I consider Goldman Sachs to be an ideal purchase in the investment banking and securities industry, which should benefit from future interest rate increases that will widen profit margins.

I’m not alone in this bullish view. Analysts at S&P Capital IQ Equity Research rate GS stock a “Buy” with a 12-month price target of $197.

They note Goldman has the highest revenue concentration to capital markets among its peers and expect revenues to increase 4% this year after falling 2% in 2015. As revenues rebound, they forecast operating margins will expand from about 31% in 2015 to 33% in 2016 and 36% in 2017. Furthermore, its analysts believe Goldman can capitalize on the fact that a number of European banks are shrinking their global investment banking franchises, leaving market share up for grabs.

Turning to the chart, GS stock fell from a high just below $219 in June to about $139 in mid-February before forming a double-bottom that was followed by a tight bull channel. The recovery was preceded by a buy signal from my proprietary internal indicator, the Collins-Bollinger Reversal (CBR), and accompanied by an increase in buyers.

MACD is currently on a buy signal that was triggered when GS stock slashed through its 50-day moving average, now at $154.
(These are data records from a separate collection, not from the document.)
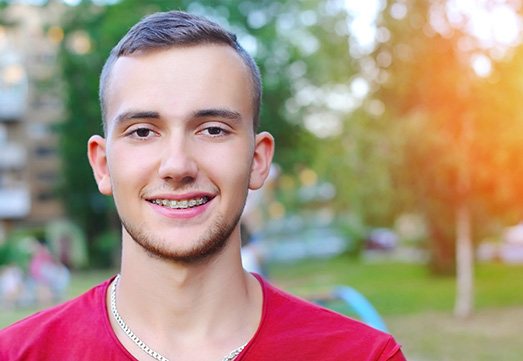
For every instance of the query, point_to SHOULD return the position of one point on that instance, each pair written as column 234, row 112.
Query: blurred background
column 397, row 189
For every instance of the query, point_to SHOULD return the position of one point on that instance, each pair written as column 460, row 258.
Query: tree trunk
column 464, row 264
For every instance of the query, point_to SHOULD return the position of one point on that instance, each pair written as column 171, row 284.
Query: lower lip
column 185, row 213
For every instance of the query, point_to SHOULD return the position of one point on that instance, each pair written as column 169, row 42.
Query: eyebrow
column 136, row 115
column 218, row 113
column 203, row 113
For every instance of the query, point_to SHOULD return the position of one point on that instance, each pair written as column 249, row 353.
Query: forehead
column 180, row 80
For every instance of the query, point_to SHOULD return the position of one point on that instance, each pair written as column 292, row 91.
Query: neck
column 212, row 303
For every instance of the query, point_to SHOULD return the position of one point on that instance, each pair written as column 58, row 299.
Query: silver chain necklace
column 231, row 356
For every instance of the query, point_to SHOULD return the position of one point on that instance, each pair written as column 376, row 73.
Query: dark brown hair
column 177, row 28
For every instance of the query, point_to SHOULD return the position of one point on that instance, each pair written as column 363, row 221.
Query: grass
column 416, row 306
column 400, row 288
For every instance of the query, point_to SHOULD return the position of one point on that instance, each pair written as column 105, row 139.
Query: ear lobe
column 262, row 159
column 96, row 152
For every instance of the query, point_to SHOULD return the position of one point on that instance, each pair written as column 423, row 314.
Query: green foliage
column 455, row 135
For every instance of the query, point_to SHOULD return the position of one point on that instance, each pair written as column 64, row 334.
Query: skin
column 179, row 128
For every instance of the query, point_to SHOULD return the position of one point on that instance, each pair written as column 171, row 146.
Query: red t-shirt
column 290, row 329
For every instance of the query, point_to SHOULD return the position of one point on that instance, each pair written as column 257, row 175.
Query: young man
column 180, row 100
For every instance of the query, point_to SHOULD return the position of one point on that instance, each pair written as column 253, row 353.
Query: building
column 30, row 108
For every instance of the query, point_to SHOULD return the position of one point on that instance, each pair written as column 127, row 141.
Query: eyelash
column 216, row 128
column 134, row 133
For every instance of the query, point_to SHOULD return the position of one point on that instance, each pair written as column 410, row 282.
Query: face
column 180, row 153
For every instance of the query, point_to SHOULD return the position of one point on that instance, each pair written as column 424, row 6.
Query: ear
column 262, row 159
column 96, row 152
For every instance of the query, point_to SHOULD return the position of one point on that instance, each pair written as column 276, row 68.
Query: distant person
column 49, row 276
column 180, row 100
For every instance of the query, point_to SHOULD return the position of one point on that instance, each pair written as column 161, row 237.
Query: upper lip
column 180, row 197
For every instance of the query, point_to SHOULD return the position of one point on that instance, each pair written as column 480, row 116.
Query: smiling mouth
column 180, row 204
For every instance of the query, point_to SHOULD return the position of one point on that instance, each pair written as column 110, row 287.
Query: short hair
column 163, row 30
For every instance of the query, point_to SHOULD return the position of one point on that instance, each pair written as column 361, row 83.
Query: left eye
column 215, row 130
column 143, row 132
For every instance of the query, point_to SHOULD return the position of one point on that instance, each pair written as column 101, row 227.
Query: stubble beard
column 204, row 248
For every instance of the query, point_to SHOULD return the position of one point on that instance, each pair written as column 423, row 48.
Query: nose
column 178, row 163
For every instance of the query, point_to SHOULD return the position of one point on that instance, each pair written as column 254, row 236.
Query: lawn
column 416, row 306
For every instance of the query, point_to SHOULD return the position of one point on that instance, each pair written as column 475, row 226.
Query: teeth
column 183, row 204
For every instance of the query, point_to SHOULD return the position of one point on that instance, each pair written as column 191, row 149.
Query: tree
column 451, row 124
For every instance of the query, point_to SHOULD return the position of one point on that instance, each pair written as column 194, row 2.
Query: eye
column 214, row 131
column 141, row 133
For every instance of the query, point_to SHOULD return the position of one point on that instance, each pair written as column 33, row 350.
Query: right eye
column 141, row 133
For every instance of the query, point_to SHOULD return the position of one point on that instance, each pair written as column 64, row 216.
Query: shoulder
column 289, row 322
column 61, row 324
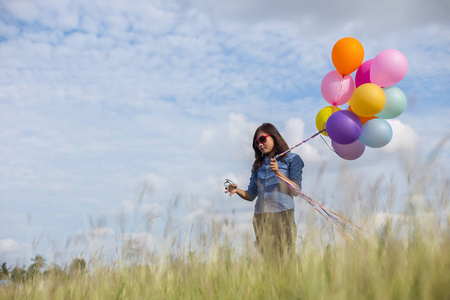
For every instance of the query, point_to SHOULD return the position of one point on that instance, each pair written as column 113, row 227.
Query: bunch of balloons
column 371, row 98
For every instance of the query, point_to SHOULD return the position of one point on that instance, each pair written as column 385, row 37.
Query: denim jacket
column 272, row 194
My recommendation is for traders to buy GS stock either on a pullback to $154 or a breakout from the bull channel’s high at $160. The trading target is $180, which would result in a gain of at least 12%.

Investors should also consider buying GS stock for the chance at even greater long-term gains, as well as income. The company pays an annual dividend of $2.60 per share for a forward yield of 1.6%.